Le fantasme s’estompe et Yma Sumac disparaît du radar. En 1971, la chanteuse tente un retour avec l’album Miracles, où elle s’accompagne d’un groupe rock psychédélique à la Deep Purple… En vain.

Yma Sumac regagne temporairement la terre de ses ancêtres. Elle vit au Pérou jusqu’au milieu des années 1980, avant de retourner aux Etats-Unis, où sa carrière va redémarrer sans atteindre les sommets passés.

Ses apparitions ne seront ensuite qu’épisodiques, Yma Sumac se produisant ici et là dans des restaurants de Los Angeles. Dans les années 90, elle est redécouverte par de jeunes amateurs de culture lounge et psychotronique. Dans la foulée, les frères Coen la feront revivre sur la trame sonore du film The Big Lebowski.

Descendante du dernier empereur inca du Pérou

Yma Sumac

Personnage coloré et excentrique, Yma Sumac a longtemps entretenu le mystère sur ses origines. On en savait très peu sur cette interprète recluse et extravagante qui aimait cultiver les rumeurs les plus abracadabrantes sur sa propre histoire.

Pourtant… En 1946, le consul général du Pérou aux Etats-Unis avait émis un document reconnaissant en Yma Sumac, "en accord avec les autorités de l’histoire des Incas et de l’histoire péruvienne", la qualité de descendante du dernier empereur inca du Pérou, Atahualpa, assassiné par les conquérants espagnols en 1533. Cette reconnaissance, dont elle tirait une grande fierté, a probablement contribué à forger ou à renforcer le caractère capricieux et exigeant sous lequel elle aimait à se montrer.

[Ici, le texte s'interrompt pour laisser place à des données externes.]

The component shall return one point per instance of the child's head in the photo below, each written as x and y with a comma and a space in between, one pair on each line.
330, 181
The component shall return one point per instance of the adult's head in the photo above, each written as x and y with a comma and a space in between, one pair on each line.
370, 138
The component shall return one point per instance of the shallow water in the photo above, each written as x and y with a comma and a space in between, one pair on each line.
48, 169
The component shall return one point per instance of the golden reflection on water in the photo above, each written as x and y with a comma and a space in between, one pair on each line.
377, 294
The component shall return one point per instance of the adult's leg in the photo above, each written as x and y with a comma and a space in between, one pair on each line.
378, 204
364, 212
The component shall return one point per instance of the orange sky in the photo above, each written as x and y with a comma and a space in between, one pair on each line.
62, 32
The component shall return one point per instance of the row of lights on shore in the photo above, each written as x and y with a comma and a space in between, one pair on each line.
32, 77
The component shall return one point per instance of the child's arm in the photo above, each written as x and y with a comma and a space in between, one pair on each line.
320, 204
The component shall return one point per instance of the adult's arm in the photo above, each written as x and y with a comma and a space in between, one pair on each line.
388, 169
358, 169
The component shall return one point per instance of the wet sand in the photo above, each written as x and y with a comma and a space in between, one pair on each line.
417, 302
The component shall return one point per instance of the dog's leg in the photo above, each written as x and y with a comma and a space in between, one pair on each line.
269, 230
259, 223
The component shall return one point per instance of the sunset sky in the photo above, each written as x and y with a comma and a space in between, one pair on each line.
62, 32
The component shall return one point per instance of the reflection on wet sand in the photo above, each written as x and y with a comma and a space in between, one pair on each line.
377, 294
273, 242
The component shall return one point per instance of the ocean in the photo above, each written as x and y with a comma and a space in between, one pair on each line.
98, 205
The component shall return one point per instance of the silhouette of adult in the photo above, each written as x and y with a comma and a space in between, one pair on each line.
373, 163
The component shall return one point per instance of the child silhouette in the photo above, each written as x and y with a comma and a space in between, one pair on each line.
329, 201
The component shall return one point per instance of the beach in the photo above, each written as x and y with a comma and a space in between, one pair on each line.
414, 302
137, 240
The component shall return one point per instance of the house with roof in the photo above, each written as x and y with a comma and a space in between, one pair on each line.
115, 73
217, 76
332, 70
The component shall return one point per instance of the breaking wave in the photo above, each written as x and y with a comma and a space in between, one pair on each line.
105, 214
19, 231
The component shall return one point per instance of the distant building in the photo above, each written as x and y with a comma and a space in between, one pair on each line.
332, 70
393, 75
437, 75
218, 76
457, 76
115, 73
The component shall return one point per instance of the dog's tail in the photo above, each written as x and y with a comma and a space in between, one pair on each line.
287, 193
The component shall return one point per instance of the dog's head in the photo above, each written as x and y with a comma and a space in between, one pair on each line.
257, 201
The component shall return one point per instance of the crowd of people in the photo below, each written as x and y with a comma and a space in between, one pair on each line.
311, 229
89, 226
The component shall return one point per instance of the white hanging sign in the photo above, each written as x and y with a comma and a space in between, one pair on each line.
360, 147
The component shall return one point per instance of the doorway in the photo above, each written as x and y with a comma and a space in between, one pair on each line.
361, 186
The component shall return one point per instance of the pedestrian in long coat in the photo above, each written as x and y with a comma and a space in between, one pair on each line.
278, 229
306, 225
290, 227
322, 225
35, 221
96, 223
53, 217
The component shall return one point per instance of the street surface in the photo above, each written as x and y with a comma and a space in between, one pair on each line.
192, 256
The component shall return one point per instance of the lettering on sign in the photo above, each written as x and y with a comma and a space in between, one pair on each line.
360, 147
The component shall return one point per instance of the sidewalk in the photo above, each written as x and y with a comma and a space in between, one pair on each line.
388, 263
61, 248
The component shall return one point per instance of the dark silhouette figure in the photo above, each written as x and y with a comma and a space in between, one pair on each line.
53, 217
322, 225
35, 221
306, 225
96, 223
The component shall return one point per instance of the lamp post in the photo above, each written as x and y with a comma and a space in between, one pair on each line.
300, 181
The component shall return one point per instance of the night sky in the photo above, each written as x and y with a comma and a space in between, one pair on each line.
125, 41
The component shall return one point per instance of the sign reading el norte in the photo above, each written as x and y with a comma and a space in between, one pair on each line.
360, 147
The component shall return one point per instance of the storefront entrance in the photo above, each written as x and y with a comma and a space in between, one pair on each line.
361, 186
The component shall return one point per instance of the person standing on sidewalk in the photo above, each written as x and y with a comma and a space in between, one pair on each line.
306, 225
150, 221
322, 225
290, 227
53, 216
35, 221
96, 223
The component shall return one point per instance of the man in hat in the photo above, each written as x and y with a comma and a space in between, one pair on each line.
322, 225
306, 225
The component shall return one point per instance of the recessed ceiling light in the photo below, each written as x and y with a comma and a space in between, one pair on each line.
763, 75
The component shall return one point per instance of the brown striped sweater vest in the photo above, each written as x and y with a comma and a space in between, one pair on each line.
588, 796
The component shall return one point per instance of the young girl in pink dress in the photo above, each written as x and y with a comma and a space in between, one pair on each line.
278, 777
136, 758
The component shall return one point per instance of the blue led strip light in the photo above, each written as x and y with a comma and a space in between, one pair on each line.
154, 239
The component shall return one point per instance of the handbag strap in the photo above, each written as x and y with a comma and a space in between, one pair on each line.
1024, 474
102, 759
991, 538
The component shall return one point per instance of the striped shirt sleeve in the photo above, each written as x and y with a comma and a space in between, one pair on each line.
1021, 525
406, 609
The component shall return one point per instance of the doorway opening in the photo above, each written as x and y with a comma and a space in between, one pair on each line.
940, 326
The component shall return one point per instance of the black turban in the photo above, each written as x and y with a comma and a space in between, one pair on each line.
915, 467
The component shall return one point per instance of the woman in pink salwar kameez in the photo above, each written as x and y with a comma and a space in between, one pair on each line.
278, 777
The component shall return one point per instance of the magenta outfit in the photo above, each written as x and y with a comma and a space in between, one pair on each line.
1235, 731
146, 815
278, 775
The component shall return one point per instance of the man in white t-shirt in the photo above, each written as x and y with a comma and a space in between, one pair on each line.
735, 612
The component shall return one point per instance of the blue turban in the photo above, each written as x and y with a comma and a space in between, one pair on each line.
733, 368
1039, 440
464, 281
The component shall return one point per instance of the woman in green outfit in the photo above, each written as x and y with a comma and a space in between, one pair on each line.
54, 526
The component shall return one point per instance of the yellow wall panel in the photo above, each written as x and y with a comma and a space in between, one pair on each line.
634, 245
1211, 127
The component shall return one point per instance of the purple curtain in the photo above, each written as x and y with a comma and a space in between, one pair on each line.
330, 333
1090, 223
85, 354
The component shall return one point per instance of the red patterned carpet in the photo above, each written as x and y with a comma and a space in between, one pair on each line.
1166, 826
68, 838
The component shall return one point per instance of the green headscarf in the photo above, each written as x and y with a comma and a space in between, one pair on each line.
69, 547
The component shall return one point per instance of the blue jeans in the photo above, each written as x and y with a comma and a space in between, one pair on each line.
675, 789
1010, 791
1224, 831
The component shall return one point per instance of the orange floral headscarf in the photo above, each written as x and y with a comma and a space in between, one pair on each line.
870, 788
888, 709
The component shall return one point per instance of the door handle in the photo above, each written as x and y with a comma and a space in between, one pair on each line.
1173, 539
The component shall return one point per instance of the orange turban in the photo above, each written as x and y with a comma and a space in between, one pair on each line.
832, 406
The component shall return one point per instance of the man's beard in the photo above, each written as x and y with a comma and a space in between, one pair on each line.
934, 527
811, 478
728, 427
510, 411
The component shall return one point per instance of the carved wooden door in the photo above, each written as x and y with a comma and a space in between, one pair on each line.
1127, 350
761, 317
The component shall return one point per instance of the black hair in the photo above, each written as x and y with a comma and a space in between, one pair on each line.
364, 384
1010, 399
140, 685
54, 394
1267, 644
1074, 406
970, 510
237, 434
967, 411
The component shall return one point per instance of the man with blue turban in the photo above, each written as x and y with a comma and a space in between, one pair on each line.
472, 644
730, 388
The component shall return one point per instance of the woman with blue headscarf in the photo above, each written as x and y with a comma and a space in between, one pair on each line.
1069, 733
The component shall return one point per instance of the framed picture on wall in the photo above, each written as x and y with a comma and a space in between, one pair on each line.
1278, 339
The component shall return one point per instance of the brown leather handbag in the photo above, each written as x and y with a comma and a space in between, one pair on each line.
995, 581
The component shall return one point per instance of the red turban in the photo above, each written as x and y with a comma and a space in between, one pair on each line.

Francis Falceto, le programmateur qui fut à l’origine de sa venue en France, au Printemps de Bourges, en 1992 raconte qu’il "fallait avoir en permanence un tapis rouge portatif"

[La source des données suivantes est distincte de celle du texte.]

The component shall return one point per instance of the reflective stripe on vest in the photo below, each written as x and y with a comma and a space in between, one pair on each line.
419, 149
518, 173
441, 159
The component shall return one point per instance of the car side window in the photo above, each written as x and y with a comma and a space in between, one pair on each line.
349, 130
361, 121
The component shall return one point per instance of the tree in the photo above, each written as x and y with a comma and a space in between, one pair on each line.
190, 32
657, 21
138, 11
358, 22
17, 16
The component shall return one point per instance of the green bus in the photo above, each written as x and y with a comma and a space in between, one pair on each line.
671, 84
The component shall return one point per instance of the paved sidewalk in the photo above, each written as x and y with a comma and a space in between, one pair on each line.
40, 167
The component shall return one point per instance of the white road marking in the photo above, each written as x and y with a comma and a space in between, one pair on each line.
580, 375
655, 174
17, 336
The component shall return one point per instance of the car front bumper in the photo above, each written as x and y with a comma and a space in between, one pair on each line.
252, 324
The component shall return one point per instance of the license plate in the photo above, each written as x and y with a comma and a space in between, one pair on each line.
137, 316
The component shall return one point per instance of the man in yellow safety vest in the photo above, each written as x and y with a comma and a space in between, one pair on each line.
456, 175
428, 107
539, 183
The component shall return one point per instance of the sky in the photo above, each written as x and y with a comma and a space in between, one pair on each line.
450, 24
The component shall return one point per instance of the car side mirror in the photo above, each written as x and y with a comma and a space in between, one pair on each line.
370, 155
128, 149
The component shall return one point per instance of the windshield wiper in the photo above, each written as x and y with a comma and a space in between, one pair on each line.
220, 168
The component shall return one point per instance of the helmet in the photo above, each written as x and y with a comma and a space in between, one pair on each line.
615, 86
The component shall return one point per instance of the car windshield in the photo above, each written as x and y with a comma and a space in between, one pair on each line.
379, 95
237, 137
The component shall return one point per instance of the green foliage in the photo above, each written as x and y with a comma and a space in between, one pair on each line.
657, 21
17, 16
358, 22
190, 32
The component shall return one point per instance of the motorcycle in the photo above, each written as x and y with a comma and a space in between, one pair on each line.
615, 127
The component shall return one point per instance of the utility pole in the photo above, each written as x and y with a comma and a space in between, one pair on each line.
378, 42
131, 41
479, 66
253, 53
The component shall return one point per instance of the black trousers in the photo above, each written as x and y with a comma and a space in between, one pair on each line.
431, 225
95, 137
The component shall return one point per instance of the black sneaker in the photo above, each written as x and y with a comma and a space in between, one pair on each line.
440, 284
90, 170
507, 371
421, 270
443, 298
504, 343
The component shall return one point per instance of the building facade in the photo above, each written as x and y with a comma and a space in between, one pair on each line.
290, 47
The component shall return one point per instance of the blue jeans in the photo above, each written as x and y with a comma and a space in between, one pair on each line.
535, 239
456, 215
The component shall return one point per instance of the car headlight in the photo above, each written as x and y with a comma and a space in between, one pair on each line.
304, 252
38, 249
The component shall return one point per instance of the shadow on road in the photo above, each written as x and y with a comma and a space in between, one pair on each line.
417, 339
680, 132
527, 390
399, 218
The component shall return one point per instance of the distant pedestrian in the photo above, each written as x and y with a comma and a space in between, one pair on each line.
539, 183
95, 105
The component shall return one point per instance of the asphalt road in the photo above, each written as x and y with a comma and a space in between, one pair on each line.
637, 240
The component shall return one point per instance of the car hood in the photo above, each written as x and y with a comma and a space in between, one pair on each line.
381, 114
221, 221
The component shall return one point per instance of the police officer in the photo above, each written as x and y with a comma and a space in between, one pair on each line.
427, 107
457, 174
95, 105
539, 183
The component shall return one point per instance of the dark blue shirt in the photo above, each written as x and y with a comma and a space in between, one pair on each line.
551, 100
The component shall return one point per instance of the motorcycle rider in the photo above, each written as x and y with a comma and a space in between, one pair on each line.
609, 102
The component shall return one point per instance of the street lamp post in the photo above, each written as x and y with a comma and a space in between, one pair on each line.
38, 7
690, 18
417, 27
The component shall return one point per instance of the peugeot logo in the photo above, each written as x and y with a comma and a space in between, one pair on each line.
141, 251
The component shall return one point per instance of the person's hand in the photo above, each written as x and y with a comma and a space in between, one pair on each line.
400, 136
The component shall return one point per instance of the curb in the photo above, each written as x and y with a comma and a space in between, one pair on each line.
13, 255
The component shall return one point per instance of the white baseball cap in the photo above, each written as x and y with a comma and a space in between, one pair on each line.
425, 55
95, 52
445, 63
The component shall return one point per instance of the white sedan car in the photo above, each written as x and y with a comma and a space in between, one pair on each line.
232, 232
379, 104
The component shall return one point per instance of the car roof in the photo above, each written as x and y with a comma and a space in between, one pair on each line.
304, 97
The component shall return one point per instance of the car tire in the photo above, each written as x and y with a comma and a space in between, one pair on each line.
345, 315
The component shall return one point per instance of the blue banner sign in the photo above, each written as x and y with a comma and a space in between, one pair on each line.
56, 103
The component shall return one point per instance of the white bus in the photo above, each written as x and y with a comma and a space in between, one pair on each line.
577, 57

Au-delà des anecdotes, des histoires, vraies ou fausses, Yma Sumac était une voix tellement singulière qu’elle pouvait déclencher des terreurs enfantines pour certains…

Celle qui avait été surnommée, au temps de sa gloire, "l’oiseau-chanteur péruvien", ou "le rossignol des Andes", aimait, dit-on, vivre entourée, à la fin de sa vie, de fleurs ou de photos évoquant sa gloire passée des années 1950 et suivantes. Car au sommet de sa carrière, Yma Sumac avait eu des millions d’admirateurs, en Amérique latine, mais aussi à travers le monde.

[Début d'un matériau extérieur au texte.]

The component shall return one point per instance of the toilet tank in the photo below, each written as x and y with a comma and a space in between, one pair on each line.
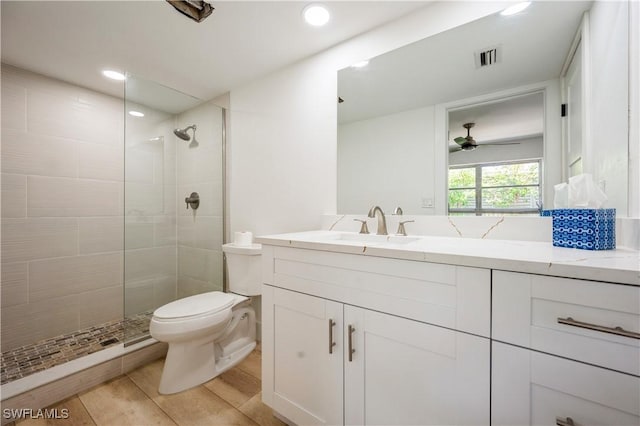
244, 268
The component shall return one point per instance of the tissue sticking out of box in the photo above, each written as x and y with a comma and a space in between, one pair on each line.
243, 238
580, 192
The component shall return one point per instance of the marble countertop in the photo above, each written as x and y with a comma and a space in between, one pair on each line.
618, 266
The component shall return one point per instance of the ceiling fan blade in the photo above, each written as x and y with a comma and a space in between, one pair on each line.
499, 143
460, 140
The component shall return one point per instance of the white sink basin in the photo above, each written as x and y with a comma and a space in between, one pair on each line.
370, 239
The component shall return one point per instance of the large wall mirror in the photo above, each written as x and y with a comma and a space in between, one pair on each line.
407, 119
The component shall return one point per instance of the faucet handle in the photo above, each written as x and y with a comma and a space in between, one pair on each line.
401, 230
363, 229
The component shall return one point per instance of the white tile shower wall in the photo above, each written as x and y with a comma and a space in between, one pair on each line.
62, 182
200, 232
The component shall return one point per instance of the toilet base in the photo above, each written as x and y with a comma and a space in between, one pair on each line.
189, 364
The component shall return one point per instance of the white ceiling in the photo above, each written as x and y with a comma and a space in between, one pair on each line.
240, 42
439, 69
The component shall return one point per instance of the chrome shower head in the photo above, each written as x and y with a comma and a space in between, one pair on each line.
182, 133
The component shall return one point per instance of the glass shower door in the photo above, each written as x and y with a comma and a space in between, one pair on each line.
170, 251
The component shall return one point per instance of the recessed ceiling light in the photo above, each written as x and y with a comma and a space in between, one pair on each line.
114, 75
360, 64
316, 15
518, 7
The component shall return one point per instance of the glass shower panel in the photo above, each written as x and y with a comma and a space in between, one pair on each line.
151, 197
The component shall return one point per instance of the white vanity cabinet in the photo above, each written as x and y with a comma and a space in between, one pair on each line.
359, 340
404, 372
564, 351
302, 360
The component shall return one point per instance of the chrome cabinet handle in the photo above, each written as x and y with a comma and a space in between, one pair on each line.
332, 323
568, 421
351, 350
618, 331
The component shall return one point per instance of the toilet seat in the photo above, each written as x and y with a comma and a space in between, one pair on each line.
192, 307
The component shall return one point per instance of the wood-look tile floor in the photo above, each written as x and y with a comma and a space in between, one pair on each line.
233, 398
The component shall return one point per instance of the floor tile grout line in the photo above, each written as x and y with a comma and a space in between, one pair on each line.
86, 409
150, 398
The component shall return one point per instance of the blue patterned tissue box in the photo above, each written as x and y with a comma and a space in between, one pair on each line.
587, 229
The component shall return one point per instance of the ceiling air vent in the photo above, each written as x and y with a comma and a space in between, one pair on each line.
488, 56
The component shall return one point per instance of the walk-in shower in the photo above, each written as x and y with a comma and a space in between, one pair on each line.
182, 133
83, 274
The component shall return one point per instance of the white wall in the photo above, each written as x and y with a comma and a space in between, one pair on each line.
608, 149
529, 148
283, 127
386, 161
634, 110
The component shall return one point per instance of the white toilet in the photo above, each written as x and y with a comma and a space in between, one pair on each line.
210, 332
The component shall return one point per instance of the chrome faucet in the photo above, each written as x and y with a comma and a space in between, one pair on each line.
377, 212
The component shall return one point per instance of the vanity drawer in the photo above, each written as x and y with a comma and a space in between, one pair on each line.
593, 322
450, 296
532, 388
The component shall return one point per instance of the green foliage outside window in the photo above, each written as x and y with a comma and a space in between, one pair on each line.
503, 186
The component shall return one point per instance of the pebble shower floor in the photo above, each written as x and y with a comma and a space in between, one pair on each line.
26, 360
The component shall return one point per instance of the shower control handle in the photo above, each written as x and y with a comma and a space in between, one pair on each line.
193, 200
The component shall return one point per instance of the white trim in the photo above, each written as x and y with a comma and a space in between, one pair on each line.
587, 143
634, 110
552, 150
61, 371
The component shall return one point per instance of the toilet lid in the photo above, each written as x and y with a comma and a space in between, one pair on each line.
205, 303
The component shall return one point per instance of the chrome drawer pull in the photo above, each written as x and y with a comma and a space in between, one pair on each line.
619, 331
331, 342
566, 422
351, 350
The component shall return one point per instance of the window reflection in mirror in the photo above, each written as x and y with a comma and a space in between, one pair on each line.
399, 115
495, 157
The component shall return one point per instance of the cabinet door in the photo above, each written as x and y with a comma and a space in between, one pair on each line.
405, 372
302, 371
533, 388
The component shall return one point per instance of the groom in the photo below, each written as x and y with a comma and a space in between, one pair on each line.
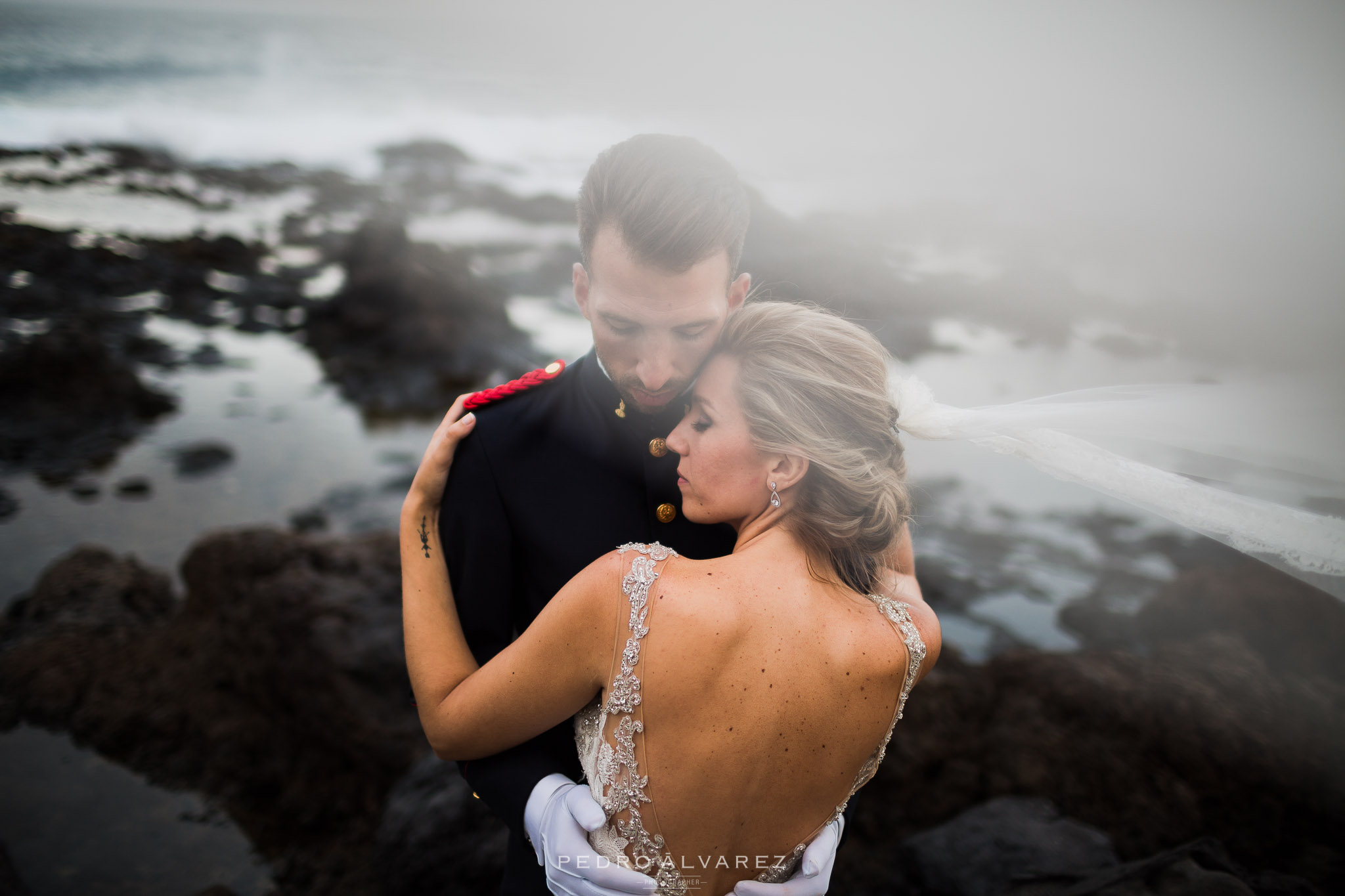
573, 464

Yma Sumac fait un retour triomphal, dans les années 90, par une série de concerts en Europe, à Bruxelles notamment mais également au Printemps de Bourges et à Berlin….

Sa dernière prestation scénique date de 1997 au festival de Jazz de Montréal. Elle prendra ensuite sa retraite à Los Angeles. Ultime témoin de la mode "exotica", Yma Sumac est décédée le 1er novembre 2008. La Castafiore Inca est l’une des plus belles voix de la chanson.